Według świadków, 51-letni skoczek popełnił błąd przy lądowaniu. Ciężko ranny mężczyzna zmarł w szpitalu.
Śmigłowiec LPR zabrał rannego mężczyznę do szpitala w ŁodziŚmigłowiec LPR zabrał rannego mężczyznę do szpitala w ŁodziŁukasz Golowanow/Wikipedia
Posłuchaj
  • Śmiertelny wypadek doświadczonego skoczka spadochronowego na lotnisku w Piotrkowie Trybunalskim. 51-letni mieszkaniec Warszawy zmarł mimo prób ratowania jego życia/IAR
Czytaj także

Wypadek wydarzył się na lotnisku w Piotrkowie Trybunalskim.

Mężczyzna był doświadczonym spadochroniarzem, oddał blisko 2000 skoków. Świadkowie mówią jednak o jego błędzie. Instruktor Janusz Kucharski twierdzi, że podjął złą decyzję o skręcie do lądowania i wykonał go zbyt nisko. Potem mocno uderzył w ziemię. Spadł z wysokości między 50 a 30 metrem.

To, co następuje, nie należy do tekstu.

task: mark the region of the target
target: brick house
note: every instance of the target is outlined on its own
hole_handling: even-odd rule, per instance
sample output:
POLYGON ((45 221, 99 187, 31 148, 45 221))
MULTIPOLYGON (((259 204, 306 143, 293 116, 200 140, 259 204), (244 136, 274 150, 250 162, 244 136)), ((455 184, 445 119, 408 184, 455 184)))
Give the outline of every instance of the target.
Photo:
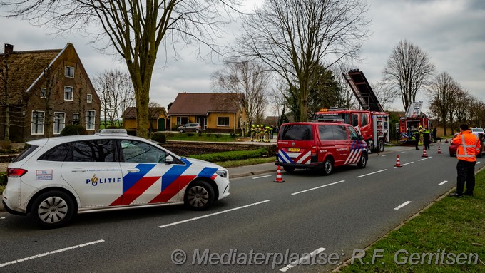
POLYGON ((237 133, 244 115, 237 96, 230 93, 179 93, 168 110, 170 130, 197 123, 208 132, 237 133))
POLYGON ((0 54, 0 138, 9 117, 10 140, 59 135, 66 125, 99 128, 101 102, 74 46, 0 54), (8 106, 8 107, 7 107, 8 106))
MULTIPOLYGON (((136 130, 136 108, 128 107, 123 113, 123 128, 126 130, 136 130)), ((163 107, 148 108, 150 127, 151 132, 165 130, 168 117, 163 107)))

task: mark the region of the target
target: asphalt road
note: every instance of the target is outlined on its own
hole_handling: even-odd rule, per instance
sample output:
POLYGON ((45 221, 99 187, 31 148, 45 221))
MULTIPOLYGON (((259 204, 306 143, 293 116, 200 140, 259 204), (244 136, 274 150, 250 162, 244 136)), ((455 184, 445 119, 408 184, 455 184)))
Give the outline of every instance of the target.
POLYGON ((0 272, 329 271, 456 185, 456 159, 441 149, 427 158, 414 148, 374 154, 366 168, 330 176, 283 171, 282 183, 275 172, 232 179, 229 197, 206 212, 85 214, 51 230, 1 212, 0 272))

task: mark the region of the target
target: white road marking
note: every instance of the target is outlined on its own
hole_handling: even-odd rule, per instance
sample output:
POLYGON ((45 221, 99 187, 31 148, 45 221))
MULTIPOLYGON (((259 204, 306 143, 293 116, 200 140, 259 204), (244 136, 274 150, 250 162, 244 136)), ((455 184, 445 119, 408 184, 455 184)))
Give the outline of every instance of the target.
POLYGON ((29 260, 31 260, 31 259, 37 259, 37 258, 40 258, 41 257, 48 256, 48 255, 51 255, 51 254, 53 254, 60 253, 60 252, 74 249, 79 248, 79 247, 87 247, 88 245, 98 244, 98 243, 103 242, 104 242, 103 239, 98 239, 98 241, 87 242, 87 243, 83 244, 78 244, 78 245, 75 245, 75 246, 72 246, 72 247, 69 247, 63 248, 61 249, 53 250, 53 251, 51 251, 49 252, 42 253, 42 254, 39 254, 38 255, 34 255, 34 256, 28 257, 24 258, 24 259, 16 259, 15 261, 11 261, 11 262, 0 264, 0 267, 6 267, 7 265, 14 264, 16 264, 16 263, 22 262, 26 262, 26 261, 29 261, 29 260))
POLYGON ((323 247, 320 247, 317 250, 314 250, 310 253, 308 253, 307 254, 302 257, 298 259, 297 261, 295 261, 292 262, 291 264, 287 265, 285 267, 282 267, 280 269, 280 271, 286 272, 288 269, 291 269, 292 268, 296 267, 297 265, 303 263, 304 262, 305 262, 305 264, 307 264, 309 262, 312 261, 312 257, 318 255, 320 253, 324 252, 326 249, 323 247))
POLYGON ((195 220, 198 220, 199 219, 205 218, 205 217, 210 217, 210 216, 220 215, 220 214, 223 214, 223 213, 232 212, 233 210, 240 210, 240 209, 243 209, 245 207, 251 207, 251 206, 254 206, 254 205, 256 205, 265 203, 267 202, 270 202, 270 200, 264 200, 264 201, 261 201, 261 202, 255 202, 255 203, 246 205, 245 206, 235 207, 233 209, 223 210, 223 211, 220 211, 220 212, 214 212, 214 213, 211 213, 211 214, 209 214, 209 215, 207 215, 199 216, 198 217, 190 218, 190 219, 187 219, 187 220, 183 220, 183 221, 175 222, 173 222, 173 223, 158 226, 158 227, 163 228, 163 227, 170 227, 170 226, 173 226, 173 225, 178 225, 178 224, 183 224, 183 223, 185 223, 185 222, 187 222, 195 221, 195 220))
POLYGON ((301 192, 293 192, 293 193, 292 193, 291 195, 297 195, 297 194, 300 194, 300 193, 309 192, 309 191, 310 191, 310 190, 320 189, 320 187, 324 187, 331 186, 331 185, 335 185, 335 184, 338 184, 338 183, 342 183, 342 182, 344 182, 344 181, 345 181, 345 180, 340 180, 340 181, 337 181, 337 182, 334 182, 333 183, 324 185, 322 185, 322 186, 320 186, 320 187, 312 187, 312 188, 311 188, 311 189, 302 190, 301 192))
POLYGON ((387 169, 384 169, 384 170, 378 170, 378 171, 377 171, 377 172, 367 173, 367 175, 362 175, 356 176, 355 178, 360 178, 360 177, 364 177, 364 176, 367 176, 367 175, 374 175, 374 173, 377 173, 377 172, 384 172, 384 170, 387 170, 387 169))
POLYGON ((405 206, 405 205, 408 205, 408 204, 410 204, 410 203, 411 203, 411 201, 406 201, 406 202, 404 202, 404 203, 399 205, 399 206, 394 207, 394 210, 397 210, 402 208, 402 207, 404 207, 404 206, 405 206))
POLYGON ((264 176, 258 176, 257 177, 252 177, 252 179, 258 179, 258 178, 264 178, 264 177, 269 177, 272 175, 264 175, 264 176))

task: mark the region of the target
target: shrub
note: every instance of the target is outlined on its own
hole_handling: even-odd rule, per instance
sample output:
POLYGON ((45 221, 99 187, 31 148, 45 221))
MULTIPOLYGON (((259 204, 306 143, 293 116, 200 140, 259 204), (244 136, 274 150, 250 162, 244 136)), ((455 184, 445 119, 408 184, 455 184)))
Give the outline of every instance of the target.
POLYGON ((167 137, 165 135, 165 133, 157 132, 152 136, 152 140, 165 144, 167 143, 167 137))
POLYGON ((70 125, 64 127, 61 132, 61 135, 87 135, 88 131, 84 127, 80 125, 70 125))
POLYGON ((189 158, 200 159, 209 162, 223 162, 261 158, 263 156, 267 156, 267 150, 266 148, 262 148, 257 150, 222 152, 204 155, 189 155, 189 158))

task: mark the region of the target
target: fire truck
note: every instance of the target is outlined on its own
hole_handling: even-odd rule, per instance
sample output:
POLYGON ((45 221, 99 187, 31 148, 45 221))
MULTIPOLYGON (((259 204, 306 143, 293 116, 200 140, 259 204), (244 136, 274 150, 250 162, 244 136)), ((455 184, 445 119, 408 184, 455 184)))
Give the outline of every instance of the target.
POLYGON ((422 144, 422 138, 416 140, 414 133, 419 130, 419 126, 422 126, 423 130, 431 130, 431 122, 426 115, 421 113, 422 106, 422 101, 412 103, 406 110, 406 115, 399 118, 399 126, 396 128, 399 128, 401 142, 414 144, 414 141, 419 141, 419 144, 422 144))
POLYGON ((362 71, 353 69, 344 73, 344 77, 362 110, 320 109, 313 120, 350 124, 359 130, 371 151, 383 152, 389 142, 389 114, 382 109, 362 71))

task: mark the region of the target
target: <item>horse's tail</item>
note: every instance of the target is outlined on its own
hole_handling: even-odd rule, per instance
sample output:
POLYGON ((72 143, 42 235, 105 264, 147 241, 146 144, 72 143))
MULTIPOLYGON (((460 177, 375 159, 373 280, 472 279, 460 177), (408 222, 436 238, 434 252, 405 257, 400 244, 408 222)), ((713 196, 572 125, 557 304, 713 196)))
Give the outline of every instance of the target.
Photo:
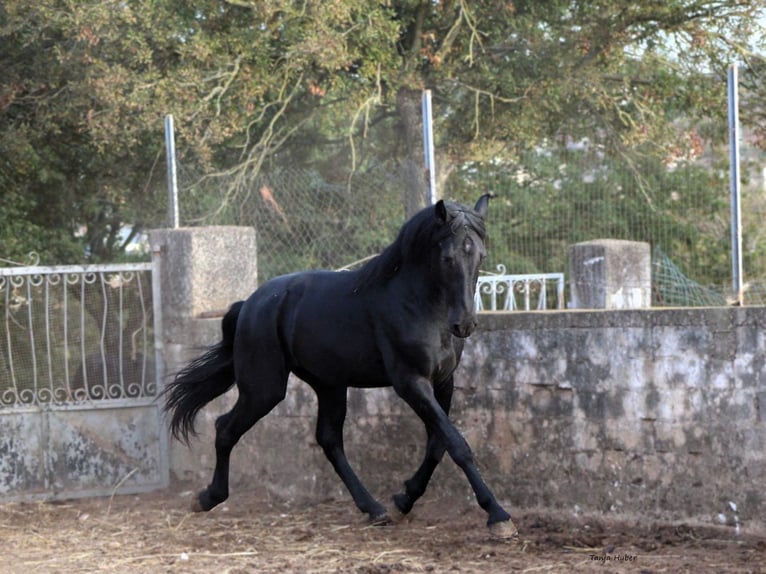
POLYGON ((234 386, 234 332, 243 303, 237 301, 224 315, 221 342, 181 369, 165 389, 170 431, 182 442, 196 434, 194 419, 202 407, 234 386))

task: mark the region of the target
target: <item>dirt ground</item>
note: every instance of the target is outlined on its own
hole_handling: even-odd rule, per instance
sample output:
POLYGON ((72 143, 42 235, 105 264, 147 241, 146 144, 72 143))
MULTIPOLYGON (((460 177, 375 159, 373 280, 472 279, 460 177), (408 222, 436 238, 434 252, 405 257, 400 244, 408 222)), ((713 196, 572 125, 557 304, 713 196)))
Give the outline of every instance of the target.
POLYGON ((36 572, 766 572, 766 538, 731 528, 516 512, 493 540, 470 501, 419 503, 368 526, 350 500, 305 506, 232 493, 207 514, 171 491, 0 504, 0 571, 36 572))

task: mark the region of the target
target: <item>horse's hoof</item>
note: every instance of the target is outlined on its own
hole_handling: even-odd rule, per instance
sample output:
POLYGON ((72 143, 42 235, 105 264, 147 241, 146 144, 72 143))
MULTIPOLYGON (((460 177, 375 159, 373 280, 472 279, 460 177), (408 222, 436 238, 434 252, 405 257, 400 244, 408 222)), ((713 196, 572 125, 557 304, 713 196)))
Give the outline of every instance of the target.
POLYGON ((393 523, 394 521, 391 519, 388 512, 370 517, 370 526, 390 526, 393 523))
POLYGON ((519 529, 508 519, 490 524, 489 533, 495 540, 513 540, 519 535, 519 529))
POLYGON ((399 524, 405 518, 407 518, 407 515, 401 510, 399 510, 399 507, 397 507, 396 505, 394 505, 394 508, 389 511, 388 516, 391 519, 391 522, 393 522, 394 524, 399 524))
POLYGON ((199 497, 198 496, 195 496, 192 499, 191 510, 192 510, 192 512, 206 512, 206 510, 204 508, 202 508, 202 503, 199 501, 199 497))
POLYGON ((207 491, 203 490, 192 499, 191 509, 192 512, 207 512, 212 510, 217 504, 217 502, 212 502, 207 491))

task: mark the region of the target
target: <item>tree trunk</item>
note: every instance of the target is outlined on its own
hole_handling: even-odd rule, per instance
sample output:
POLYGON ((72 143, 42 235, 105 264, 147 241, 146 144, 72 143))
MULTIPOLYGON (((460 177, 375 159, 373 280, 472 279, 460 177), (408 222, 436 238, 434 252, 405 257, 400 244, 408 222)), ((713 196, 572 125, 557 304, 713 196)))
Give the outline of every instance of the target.
POLYGON ((399 158, 404 180, 402 204, 408 219, 423 209, 428 202, 428 173, 423 154, 420 98, 420 90, 409 88, 402 88, 396 94, 399 158))

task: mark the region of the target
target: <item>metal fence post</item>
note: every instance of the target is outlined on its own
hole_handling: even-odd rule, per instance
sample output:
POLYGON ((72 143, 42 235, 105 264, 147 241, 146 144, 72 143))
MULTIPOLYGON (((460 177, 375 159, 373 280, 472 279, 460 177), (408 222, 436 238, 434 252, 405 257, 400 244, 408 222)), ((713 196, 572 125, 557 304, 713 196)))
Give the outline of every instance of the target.
POLYGON ((176 136, 173 116, 165 116, 165 156, 168 164, 168 225, 178 229, 178 178, 176 177, 176 136))
POLYGON ((729 66, 729 175, 731 182, 731 266, 735 302, 744 303, 742 291, 742 215, 739 174, 739 78, 737 64, 729 66))
POLYGON ((421 106, 423 109, 423 155, 426 158, 426 175, 428 176, 428 197, 426 200, 433 205, 436 203, 436 166, 434 165, 434 127, 431 111, 431 90, 423 90, 421 106))

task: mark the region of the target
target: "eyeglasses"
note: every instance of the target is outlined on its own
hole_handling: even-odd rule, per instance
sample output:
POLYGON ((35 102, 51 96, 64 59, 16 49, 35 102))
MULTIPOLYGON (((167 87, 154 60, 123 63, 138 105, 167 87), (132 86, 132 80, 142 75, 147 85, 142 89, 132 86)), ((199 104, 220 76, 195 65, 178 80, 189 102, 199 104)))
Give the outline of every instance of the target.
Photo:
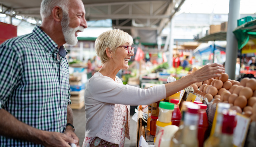
POLYGON ((131 51, 132 50, 133 51, 133 52, 134 52, 134 48, 135 48, 134 46, 132 47, 131 46, 119 46, 124 47, 124 48, 125 48, 125 49, 127 50, 128 51, 128 53, 130 53, 131 51))

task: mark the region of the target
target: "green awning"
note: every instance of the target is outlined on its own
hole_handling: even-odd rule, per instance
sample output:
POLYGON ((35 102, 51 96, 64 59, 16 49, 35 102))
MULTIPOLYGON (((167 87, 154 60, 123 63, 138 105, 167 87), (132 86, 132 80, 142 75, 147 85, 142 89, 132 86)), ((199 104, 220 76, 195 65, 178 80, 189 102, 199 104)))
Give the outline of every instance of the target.
POLYGON ((241 50, 249 40, 256 39, 256 19, 238 27, 233 33, 237 39, 238 49, 241 50))

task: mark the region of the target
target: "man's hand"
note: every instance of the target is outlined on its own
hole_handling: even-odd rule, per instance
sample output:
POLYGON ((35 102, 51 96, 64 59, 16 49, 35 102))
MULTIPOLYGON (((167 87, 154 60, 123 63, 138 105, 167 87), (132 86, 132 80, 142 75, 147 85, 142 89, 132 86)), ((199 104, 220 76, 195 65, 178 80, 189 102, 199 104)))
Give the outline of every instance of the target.
POLYGON ((46 147, 70 147, 69 143, 78 142, 66 134, 58 132, 44 131, 43 136, 42 144, 46 147))
POLYGON ((64 132, 64 134, 73 139, 74 142, 72 143, 75 143, 78 147, 80 146, 79 146, 79 138, 74 132, 73 128, 71 126, 67 126, 66 129, 64 132))

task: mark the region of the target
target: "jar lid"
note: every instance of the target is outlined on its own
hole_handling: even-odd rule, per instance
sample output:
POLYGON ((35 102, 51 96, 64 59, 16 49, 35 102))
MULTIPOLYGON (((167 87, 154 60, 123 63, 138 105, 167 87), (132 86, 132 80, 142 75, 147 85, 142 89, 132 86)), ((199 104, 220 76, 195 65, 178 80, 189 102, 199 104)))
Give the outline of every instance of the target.
POLYGON ((171 99, 171 103, 173 104, 179 104, 179 100, 178 99, 171 99))
POLYGON ((158 119, 158 117, 155 117, 152 115, 150 116, 150 118, 152 119, 154 119, 154 120, 157 120, 157 119, 158 119))
POLYGON ((174 104, 166 102, 160 102, 159 107, 166 109, 170 110, 174 109, 174 104))
POLYGON ((171 125, 171 122, 167 123, 163 123, 162 122, 159 121, 158 120, 157 120, 156 121, 156 124, 159 126, 164 127, 166 126, 171 125))
POLYGON ((200 106, 200 109, 206 109, 207 108, 207 105, 205 104, 198 104, 198 106, 200 106))
POLYGON ((194 103, 197 104, 203 104, 203 102, 200 101, 194 101, 194 103))

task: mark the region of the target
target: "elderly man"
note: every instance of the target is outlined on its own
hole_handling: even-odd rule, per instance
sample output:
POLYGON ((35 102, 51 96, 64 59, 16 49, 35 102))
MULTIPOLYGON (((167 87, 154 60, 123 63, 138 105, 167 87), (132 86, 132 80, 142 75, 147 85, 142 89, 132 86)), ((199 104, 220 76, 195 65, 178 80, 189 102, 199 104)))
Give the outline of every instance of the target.
POLYGON ((79 146, 62 45, 76 44, 85 13, 81 0, 43 0, 41 26, 0 45, 0 146, 79 146))

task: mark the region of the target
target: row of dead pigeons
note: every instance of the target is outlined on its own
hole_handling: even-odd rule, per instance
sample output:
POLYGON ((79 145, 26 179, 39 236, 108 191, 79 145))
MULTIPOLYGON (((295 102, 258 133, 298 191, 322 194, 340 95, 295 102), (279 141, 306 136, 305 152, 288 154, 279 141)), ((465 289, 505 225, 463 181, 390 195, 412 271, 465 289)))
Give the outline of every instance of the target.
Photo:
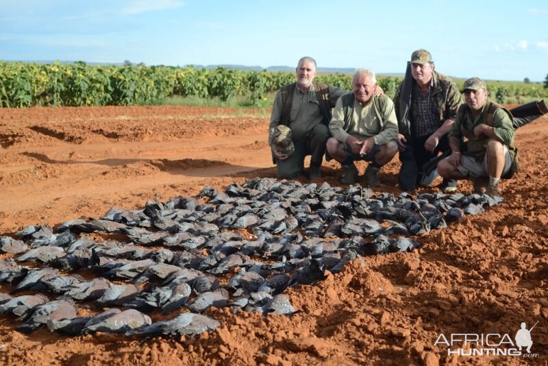
POLYGON ((314 283, 326 269, 339 271, 362 255, 412 250, 419 244, 407 236, 445 228, 499 202, 485 195, 425 193, 414 199, 406 193, 375 195, 360 186, 342 190, 256 178, 231 184, 225 193, 206 187, 195 197, 148 202, 142 210, 112 208, 99 219, 67 221, 56 233, 32 225, 14 233, 18 239, 0 238, 2 252, 24 253, 15 261, 0 261, 0 282, 14 286, 11 295, 1 295, 0 313, 17 315, 23 332, 47 325, 70 334, 151 335, 213 329, 219 323, 199 314, 210 306, 291 315, 295 310, 282 293, 286 287, 314 283), (247 229, 254 240, 234 229, 247 229), (96 242, 81 234, 86 232, 125 234, 131 242, 96 242), (27 261, 47 267, 17 264, 27 261), (86 281, 56 268, 90 269, 100 277, 86 281), (221 286, 216 276, 229 273, 227 284, 221 286), (58 297, 12 297, 21 290, 58 297), (75 302, 90 301, 101 308, 128 308, 76 317, 75 302), (167 314, 182 307, 192 313, 152 324, 141 313, 167 314))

Jak podaje portal Naszemiasto.pl,  ranny mężczyzna po upadku był przytomny, ale nie miał czucia w nogach. Śmigłowiec Lotniczego Pogotowia Ratunkowego przewiózł go do szpitala w Łodzi. Tam skoczek zmarł.

Zdarzenie sprawdza Państwowa Komisja Badania Wypadków Lotniczych.